Young people enter the workforce with a lot of ambition, but they have a lot of competition—namely, every other young person. Tey Scott, the senior director of global talent acquisition at LinkedIn, tries to help young people get on the right track earlier. In an article for Fast Company, he shares five career lessons that are best learned sooner rather than later:
- “Should” has no place in your vocabulary.
- Your happiness need not depend on your job title.
- Earn what you ask for.
- Get beyond rejection.
- Legitimately care.
Young and Smart
When Scott says “should,” he means it in the sense of, “I should have done a better job,” or “I should have exceled to higher heights by now.” Thoughts like these are easy to think when you see a select few of your peers making incredible career leaps right out of the gate.
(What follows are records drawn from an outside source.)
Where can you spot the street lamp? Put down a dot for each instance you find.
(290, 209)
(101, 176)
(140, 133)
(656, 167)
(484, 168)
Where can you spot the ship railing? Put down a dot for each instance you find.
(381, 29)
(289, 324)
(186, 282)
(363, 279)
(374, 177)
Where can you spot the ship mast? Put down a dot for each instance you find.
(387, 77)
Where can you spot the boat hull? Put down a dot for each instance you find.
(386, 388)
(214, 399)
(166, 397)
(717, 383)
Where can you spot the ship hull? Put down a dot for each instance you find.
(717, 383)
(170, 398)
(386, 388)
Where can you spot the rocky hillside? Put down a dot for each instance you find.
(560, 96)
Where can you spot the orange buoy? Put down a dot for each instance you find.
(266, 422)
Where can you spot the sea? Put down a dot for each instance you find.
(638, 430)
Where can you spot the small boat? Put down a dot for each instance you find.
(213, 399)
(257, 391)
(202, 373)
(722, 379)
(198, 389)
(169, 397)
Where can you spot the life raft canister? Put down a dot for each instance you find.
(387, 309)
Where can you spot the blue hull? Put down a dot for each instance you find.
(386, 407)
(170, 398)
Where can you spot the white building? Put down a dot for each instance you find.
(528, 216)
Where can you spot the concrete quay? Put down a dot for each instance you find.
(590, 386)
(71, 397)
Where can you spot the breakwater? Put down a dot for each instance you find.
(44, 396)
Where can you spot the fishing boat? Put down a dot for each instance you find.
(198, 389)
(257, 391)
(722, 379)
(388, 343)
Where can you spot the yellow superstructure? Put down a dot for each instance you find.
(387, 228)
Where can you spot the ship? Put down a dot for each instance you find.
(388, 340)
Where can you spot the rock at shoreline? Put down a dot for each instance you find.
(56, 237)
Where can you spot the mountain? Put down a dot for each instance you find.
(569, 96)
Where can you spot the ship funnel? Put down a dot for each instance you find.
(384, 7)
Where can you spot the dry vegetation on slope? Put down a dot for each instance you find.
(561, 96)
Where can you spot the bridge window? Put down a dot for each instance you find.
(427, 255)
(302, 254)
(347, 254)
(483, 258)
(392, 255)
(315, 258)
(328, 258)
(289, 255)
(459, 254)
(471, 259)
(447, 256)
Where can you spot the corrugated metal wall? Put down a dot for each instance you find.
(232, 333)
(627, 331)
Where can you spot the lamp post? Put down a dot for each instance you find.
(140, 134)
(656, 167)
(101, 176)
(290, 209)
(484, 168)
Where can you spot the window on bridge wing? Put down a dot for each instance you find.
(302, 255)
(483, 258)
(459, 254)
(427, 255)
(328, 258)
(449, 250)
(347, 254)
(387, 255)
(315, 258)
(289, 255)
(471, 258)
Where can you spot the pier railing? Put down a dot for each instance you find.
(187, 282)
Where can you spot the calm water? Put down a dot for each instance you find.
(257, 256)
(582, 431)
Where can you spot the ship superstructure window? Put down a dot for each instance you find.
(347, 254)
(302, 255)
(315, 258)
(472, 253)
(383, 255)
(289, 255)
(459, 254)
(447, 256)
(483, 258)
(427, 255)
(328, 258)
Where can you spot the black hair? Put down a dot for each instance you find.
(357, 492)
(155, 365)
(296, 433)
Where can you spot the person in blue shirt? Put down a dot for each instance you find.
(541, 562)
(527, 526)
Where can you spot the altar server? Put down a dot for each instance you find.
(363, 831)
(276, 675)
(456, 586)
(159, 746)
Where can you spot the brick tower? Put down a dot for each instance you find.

But everyone has a different career path, and you should not compare your output and your ambition to others who have different priorities. Not everyone is playing by the same metrics.
Likewise, your job title should not dictate whether you get to be happy with your place in life. What is more important is the work you are doing and whether you are making a positive impact on others. And even then, your job is only one aspect of your life. Stop and appreciate all the good things that are happening in your life; do not get hung up on one trivial thing that brings down your perspective on everything else.
When you are pursuing advancement, like a promotion or even just a raise, do not fall into that Millennial stereotype of thinking you automatically deserve it. Stop and ask yourself if you are really putting in the extra work and effort to deserve those things. There should be no doubt in your mind that you have earned the things you are requesting.
But if your request gets rejected anyway, do not dwell on it:
If you find yourself getting passed over for a promotion, for example, you have a choice to make: Shut down, stay quiet, and expect something to magically change, or have an open and thoughtful conversation with your manager and mentors about what might be possible. Time after time, I see better results when I do the latter. Intentionally engage in creating the path that you want to create for yourself.
Lastly, in your career, you need to really, sincerely care—not just about yourself and getting ahead, but about the people and the connections you make along the way. When you earnestly invest yourself in helping others get ahead, they will likely reciprocate.